The voting date is quickly approaching. Students may register to vote online at www.lavote.net for Los Angeles County; however, a student may gain information by calling (800) 815-2666 about any specific county for voting. Registering can be done online or by phone.
In our local election, both in Los Angeles, as well as California as a whole, there is expected to be a very low turnout, according to NBC article “The Great American Tuneout: Interest in Midterm Election Drops.” It is extremely important for people, especially students, to vote, according to the same article, because without voting, peoples’ voices cannot be heard, and thus the change they wish to see cannot be implemented.
There are many prominent issues on the midterm ballot. Some of these issues include Obama’s completion of the Keystone pipeline, as well as political firestorms taking place in the Middle East, Russia, the Ukraine and especially the ongoing aggression of the terrorist group, ISIS. The rapidly growing Ebola concern is paramount to many voters and American companies.

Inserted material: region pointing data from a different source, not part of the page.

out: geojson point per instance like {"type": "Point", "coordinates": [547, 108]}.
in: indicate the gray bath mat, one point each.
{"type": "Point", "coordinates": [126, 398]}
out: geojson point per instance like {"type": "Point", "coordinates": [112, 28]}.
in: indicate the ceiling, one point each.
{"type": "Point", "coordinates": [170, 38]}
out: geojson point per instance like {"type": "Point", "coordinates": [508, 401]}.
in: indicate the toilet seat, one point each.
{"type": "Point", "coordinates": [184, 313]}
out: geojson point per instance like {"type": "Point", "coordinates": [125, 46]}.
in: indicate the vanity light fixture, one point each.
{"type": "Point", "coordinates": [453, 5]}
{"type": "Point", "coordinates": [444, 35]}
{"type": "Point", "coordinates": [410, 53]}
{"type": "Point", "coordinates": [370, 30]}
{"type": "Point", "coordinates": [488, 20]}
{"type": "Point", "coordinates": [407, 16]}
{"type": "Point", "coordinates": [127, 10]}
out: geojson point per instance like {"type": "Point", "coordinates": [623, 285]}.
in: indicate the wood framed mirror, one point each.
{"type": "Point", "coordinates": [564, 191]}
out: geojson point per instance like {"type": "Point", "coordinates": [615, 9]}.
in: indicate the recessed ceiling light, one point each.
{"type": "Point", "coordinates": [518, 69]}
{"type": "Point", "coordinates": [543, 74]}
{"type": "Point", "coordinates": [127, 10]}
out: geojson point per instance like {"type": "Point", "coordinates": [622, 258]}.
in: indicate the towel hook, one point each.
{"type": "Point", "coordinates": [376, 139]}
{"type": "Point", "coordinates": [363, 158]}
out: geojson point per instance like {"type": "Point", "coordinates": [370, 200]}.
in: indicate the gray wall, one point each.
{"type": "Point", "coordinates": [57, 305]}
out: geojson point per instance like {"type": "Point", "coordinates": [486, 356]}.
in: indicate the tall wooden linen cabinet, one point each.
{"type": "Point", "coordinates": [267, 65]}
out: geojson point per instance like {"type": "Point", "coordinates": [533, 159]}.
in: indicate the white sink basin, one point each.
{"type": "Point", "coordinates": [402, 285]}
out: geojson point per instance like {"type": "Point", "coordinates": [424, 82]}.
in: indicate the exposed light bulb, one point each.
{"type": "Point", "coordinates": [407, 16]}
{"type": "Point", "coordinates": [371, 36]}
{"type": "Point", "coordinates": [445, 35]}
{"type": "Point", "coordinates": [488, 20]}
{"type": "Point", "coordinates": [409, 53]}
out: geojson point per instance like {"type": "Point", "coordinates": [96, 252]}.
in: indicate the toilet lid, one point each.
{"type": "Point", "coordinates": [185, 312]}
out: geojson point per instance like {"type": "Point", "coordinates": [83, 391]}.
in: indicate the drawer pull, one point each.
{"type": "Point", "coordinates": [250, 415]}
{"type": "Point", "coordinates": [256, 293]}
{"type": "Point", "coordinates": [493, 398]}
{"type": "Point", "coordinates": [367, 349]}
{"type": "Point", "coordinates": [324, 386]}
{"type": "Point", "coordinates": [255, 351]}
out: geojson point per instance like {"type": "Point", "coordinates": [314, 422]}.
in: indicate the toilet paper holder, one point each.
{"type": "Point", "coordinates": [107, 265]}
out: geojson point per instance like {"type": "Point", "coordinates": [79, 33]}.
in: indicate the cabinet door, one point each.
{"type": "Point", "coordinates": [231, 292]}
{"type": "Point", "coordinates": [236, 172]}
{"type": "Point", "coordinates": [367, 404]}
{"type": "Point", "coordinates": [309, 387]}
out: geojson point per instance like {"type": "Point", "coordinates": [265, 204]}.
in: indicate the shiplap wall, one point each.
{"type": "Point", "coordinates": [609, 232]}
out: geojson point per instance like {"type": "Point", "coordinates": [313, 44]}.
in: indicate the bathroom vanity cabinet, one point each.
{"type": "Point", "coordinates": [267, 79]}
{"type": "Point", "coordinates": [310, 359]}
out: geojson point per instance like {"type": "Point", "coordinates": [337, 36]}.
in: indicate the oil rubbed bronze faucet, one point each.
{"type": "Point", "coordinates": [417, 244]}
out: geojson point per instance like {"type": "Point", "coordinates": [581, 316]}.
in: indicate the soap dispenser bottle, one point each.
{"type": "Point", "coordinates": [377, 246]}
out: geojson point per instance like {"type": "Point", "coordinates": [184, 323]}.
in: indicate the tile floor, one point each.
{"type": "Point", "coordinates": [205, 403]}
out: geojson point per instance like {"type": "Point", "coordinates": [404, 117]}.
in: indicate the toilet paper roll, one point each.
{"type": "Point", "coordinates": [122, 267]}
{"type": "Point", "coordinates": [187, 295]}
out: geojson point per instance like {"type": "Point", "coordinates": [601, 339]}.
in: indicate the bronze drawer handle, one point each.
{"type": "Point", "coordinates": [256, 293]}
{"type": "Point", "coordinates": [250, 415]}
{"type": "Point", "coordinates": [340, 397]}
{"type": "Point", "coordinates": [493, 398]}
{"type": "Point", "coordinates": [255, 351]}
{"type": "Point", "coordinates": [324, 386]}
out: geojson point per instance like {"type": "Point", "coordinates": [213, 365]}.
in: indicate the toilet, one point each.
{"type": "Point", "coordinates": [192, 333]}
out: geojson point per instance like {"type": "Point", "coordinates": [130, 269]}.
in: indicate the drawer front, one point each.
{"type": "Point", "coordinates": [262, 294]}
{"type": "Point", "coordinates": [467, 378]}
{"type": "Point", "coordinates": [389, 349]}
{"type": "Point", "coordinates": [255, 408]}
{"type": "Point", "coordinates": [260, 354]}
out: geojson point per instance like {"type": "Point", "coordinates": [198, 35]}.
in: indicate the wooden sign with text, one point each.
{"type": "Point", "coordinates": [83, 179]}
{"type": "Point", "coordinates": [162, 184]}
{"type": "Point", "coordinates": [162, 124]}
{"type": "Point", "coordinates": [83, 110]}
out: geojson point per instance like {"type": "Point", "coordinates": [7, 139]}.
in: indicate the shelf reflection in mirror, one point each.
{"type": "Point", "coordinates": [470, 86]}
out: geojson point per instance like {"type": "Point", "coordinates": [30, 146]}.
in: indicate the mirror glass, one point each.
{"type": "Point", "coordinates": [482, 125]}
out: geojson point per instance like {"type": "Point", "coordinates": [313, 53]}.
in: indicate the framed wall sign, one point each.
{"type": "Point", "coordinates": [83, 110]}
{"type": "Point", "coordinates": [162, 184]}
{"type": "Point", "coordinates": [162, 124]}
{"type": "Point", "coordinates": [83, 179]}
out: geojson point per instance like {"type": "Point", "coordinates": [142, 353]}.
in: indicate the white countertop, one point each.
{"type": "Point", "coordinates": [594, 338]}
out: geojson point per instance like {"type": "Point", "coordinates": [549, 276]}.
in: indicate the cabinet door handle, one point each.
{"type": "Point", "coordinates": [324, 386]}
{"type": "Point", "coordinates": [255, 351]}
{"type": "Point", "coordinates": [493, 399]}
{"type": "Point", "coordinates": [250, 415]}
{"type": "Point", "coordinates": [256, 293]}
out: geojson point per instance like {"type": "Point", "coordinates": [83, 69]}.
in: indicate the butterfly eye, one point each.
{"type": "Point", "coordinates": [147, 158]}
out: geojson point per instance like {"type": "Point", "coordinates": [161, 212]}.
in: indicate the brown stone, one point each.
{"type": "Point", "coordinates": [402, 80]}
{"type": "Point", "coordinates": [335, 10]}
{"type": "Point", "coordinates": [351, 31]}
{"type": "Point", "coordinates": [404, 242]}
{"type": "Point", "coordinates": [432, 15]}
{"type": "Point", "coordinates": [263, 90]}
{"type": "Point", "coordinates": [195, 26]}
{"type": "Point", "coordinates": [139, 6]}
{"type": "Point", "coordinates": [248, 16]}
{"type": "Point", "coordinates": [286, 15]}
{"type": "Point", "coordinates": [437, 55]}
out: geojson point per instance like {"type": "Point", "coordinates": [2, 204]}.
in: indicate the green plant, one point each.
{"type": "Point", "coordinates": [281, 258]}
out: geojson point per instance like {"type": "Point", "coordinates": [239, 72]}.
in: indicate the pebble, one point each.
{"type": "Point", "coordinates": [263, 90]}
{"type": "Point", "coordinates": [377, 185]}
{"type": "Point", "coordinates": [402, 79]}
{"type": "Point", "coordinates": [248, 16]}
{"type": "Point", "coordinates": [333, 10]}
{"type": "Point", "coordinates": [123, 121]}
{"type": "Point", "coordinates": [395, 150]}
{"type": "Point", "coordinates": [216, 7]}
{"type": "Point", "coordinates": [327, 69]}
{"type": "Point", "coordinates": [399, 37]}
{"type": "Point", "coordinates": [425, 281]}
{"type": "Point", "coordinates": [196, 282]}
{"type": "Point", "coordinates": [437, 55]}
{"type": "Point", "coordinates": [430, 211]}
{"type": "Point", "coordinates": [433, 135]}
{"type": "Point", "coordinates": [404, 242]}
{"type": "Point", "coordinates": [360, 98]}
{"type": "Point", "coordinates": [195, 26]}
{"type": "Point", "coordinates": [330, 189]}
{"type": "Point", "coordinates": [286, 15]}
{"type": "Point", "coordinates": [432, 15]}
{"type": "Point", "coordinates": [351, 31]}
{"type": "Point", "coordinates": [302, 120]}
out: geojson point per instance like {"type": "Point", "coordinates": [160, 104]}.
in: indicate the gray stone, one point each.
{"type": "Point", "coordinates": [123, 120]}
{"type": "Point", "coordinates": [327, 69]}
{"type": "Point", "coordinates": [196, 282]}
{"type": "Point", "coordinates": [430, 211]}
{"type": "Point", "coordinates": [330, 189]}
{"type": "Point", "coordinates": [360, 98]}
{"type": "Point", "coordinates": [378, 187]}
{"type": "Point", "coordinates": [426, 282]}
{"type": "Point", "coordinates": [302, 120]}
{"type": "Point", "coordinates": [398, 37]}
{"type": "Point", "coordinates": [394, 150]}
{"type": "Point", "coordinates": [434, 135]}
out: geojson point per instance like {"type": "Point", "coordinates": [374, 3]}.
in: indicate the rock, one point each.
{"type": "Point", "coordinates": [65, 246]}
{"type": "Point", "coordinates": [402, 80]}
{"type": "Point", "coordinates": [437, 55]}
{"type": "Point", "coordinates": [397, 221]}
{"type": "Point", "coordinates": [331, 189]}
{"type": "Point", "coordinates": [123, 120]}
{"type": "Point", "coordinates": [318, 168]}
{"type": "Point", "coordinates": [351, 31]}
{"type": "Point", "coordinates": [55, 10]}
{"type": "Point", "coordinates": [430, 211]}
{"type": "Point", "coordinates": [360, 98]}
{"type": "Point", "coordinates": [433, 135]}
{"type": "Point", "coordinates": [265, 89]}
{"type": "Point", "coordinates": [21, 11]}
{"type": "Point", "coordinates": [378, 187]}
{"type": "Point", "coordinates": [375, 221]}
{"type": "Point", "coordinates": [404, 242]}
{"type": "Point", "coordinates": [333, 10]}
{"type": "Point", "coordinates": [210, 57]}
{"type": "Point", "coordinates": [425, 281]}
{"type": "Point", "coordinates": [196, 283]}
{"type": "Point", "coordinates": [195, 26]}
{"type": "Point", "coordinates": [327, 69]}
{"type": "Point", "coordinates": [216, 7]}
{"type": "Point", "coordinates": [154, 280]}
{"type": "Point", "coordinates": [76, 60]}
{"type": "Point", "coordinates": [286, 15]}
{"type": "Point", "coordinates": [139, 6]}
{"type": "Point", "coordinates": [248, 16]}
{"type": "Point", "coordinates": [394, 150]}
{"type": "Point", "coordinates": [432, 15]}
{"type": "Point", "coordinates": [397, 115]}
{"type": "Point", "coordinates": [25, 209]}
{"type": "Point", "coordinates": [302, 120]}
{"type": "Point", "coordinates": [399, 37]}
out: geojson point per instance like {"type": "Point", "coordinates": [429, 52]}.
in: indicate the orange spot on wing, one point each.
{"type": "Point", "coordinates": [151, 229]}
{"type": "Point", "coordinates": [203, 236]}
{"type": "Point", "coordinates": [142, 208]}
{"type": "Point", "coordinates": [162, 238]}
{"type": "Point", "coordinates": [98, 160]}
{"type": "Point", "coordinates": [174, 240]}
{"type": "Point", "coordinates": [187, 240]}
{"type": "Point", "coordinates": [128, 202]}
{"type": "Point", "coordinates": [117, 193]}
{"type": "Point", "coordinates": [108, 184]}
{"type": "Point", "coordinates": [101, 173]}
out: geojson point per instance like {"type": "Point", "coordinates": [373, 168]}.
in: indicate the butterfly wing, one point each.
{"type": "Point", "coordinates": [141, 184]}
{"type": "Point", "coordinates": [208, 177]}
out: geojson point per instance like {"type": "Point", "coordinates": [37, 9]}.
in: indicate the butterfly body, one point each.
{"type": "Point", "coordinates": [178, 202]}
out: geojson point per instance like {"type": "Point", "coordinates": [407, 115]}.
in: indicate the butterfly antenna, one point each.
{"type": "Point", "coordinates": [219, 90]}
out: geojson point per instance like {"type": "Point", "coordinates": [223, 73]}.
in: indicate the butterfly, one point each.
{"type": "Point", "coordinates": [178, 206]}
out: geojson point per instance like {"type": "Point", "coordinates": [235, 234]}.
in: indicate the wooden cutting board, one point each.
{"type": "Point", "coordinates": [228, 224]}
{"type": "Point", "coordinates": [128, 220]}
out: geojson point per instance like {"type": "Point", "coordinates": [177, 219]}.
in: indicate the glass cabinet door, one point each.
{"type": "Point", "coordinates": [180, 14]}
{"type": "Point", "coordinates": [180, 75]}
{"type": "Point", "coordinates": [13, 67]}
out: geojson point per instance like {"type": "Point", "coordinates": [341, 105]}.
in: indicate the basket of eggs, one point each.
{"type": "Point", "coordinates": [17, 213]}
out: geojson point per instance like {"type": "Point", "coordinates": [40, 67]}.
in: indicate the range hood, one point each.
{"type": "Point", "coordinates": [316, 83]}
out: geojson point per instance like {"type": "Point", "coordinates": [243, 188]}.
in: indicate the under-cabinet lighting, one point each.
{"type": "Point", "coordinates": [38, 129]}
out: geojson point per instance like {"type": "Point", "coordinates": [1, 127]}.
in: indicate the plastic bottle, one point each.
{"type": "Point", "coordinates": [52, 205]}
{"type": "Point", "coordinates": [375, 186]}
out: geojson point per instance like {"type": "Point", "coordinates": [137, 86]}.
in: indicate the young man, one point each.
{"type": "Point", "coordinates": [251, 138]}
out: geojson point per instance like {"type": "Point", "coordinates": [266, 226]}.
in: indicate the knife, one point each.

In terms of California, the most prominent issue remains the Gubernatorial general election, or the vote for governor. In California, current governor Jerry Brown is running for his second term, under the Democratic party but is about to finish up his third term. Brown was governor of California for two terms from 1975 to 1983, as well. Brown’s opponent is Republican Neel Kashkari. Parties such as the Green Party, Americans Elect Party, Peace and Freedom Party and the Libertarian Party did not submit endorsements to have anyone on the ballot.
The gubernatorial election is of precedent on the California ballot, though there are other positions up for vote such as Secretary of State, Controller, Treasurer and Attorney General. Choices for new judges in different court districts and divisions are also on the midterm election slate. Positions in California Education as well as Community Services also hold a place on the midterm ballot.
There are also six additonal ballots, or prominent issues, on the midterm voting agenda.
One features a water bond, which, if passed, would put the Water Quality, Supply and Infrastructure Improvement Act of 2014 in place to regulate water supplies and systems. Another regarding the California state budget will regulate and aim to control California’s spending.
The third is an initiative statute regarding rate changes for health care, known as the Fair Healthcare Pricing Act, which will aim to make health care more affordable for everyone. The fourth, Proposition 46, will be able to test doctors for drugs and alcohol and raise the cap of medical malpractice lawsuits from $250,000 to $1 million to cover damages of medical negligence.
The fifth, Proposition 47, will aim to reduce criminal sentences for misdemeanor penalties, and the sixth, Proposition 48, examines Indian gaming compacts referendum, and if passed, will allow the North Folk tribe to open a new casino on land in Central Valley, California.
As well as the nation and the state, Pepperdine itself is affected by and can take part in the midterm elections. Many sudents feel that voting is important to our community and nation as a whole.
Sophomore Nikki Scott believes that voting is extremely important for the future.
“It is important to vote for future legislation and what could be done in Congress in future months. During the current presidential election, Congress could have certain issues and dysfunctions, so midterm election votes could get Congress back on track again,” Scott said. “Also, it is a way for voters to further participate in legislation,” she said.
Sophomore Jonathan Boeri said he thinks voting gives people the chance to express themselves in government.
“Voting is important because it allows citizens to actually take part in their government. It can reveal political trends and social attitudes, which are helpful for people in leadership positions because it guides them in how to govern and lead,” he said.
The causes and effects of voting may not be obvious now; however, the future of the state, the local community and the Pepperdine community could be affected in the years to come based on decisions we make now.